While other BRIC countries will also face slowing growth, India’s situation is the most dire among the four big developing nations, it said.
“We believe the asset quality of Indian banks is likely to deteriorate due to the moderation in economic activity, high inflation, high interest rates, and rupee depreciation,” said Standard & Poor’s credit analyst Geeta Chugh. “Small and midsize companies are particularly vulnerable. Stress is also mounting on some highly leveraged large companies.”
According to its report, whereas asset quality in Brazil, China, and India is weakening, problem assets in Russia are declining from the peak of the recession despite credit risk in Russia remaining very high. The earnings of banks in China and Brazil could decline in 2012, but remain satisfactory. Returns in India and Russia in 2012 are likely to be at levels similar to 2011.
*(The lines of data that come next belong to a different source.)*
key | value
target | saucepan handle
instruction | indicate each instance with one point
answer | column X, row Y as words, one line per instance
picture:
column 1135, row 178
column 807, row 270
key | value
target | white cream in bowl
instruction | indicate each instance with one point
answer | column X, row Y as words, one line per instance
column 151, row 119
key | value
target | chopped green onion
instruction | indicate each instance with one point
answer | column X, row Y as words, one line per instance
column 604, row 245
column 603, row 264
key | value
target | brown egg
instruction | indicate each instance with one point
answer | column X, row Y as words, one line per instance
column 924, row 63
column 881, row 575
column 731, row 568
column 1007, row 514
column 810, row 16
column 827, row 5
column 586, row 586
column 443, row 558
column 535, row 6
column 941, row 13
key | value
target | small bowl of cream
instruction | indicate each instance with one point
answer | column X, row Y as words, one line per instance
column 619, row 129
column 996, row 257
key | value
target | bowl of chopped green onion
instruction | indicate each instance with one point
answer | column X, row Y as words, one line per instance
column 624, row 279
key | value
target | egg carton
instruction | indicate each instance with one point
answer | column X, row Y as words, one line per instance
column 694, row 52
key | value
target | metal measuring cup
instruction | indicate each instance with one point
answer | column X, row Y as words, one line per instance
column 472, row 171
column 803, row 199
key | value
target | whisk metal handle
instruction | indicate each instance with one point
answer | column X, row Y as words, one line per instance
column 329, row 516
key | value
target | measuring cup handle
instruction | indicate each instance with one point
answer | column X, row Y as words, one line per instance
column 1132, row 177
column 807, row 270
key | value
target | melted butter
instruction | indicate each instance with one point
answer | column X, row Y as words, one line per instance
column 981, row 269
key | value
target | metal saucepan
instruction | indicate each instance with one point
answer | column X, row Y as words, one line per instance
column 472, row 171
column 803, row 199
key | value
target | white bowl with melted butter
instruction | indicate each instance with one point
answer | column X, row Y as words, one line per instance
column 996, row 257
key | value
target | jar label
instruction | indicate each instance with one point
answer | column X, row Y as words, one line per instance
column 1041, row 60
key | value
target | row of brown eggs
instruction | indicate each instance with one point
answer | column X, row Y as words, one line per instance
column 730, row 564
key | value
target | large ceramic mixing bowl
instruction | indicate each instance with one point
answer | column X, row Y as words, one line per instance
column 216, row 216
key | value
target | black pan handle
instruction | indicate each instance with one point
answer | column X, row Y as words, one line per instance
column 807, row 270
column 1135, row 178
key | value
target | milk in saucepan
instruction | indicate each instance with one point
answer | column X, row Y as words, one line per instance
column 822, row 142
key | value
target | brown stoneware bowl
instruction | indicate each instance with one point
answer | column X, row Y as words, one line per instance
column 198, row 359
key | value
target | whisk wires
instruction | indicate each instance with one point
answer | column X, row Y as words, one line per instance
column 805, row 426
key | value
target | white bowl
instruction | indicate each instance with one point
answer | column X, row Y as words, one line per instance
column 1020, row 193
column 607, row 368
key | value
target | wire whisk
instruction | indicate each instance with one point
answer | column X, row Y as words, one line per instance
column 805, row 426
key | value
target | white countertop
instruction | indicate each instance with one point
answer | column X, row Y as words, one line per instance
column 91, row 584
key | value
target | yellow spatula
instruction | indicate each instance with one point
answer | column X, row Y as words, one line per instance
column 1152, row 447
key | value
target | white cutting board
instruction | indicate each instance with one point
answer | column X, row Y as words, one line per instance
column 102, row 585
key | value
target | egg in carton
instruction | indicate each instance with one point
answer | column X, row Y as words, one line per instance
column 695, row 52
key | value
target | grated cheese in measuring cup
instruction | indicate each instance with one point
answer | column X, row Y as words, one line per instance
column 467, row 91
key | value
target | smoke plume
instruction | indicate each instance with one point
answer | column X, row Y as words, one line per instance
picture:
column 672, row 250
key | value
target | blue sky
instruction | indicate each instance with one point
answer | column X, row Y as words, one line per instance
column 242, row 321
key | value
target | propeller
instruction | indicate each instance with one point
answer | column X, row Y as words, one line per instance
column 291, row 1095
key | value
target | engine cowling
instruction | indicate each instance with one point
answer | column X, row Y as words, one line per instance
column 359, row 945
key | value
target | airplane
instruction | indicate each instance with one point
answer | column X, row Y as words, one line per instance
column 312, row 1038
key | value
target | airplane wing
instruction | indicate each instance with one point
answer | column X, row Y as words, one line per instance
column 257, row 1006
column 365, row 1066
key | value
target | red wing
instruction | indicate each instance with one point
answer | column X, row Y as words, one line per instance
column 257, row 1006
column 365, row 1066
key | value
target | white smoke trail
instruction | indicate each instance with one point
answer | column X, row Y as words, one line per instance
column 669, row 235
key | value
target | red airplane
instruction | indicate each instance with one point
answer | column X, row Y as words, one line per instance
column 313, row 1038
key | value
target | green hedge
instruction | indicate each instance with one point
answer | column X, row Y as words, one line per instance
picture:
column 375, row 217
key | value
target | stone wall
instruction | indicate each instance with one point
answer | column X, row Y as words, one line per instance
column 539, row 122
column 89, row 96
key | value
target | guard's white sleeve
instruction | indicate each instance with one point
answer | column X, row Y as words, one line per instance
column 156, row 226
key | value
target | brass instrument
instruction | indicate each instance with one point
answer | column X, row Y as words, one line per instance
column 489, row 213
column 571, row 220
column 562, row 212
Standard & Poor’s rating outlook on the large banks in Brazil, Russia, and China is stable, reflecting its expectation that these countries will maintain their good economic resilience to a global slowdown and that their banking sectors will experience only a moderate deterioration in asset quality and earnings. The negative outlook on the banks in India reflects the negative outlook on the sovereign rating, it said.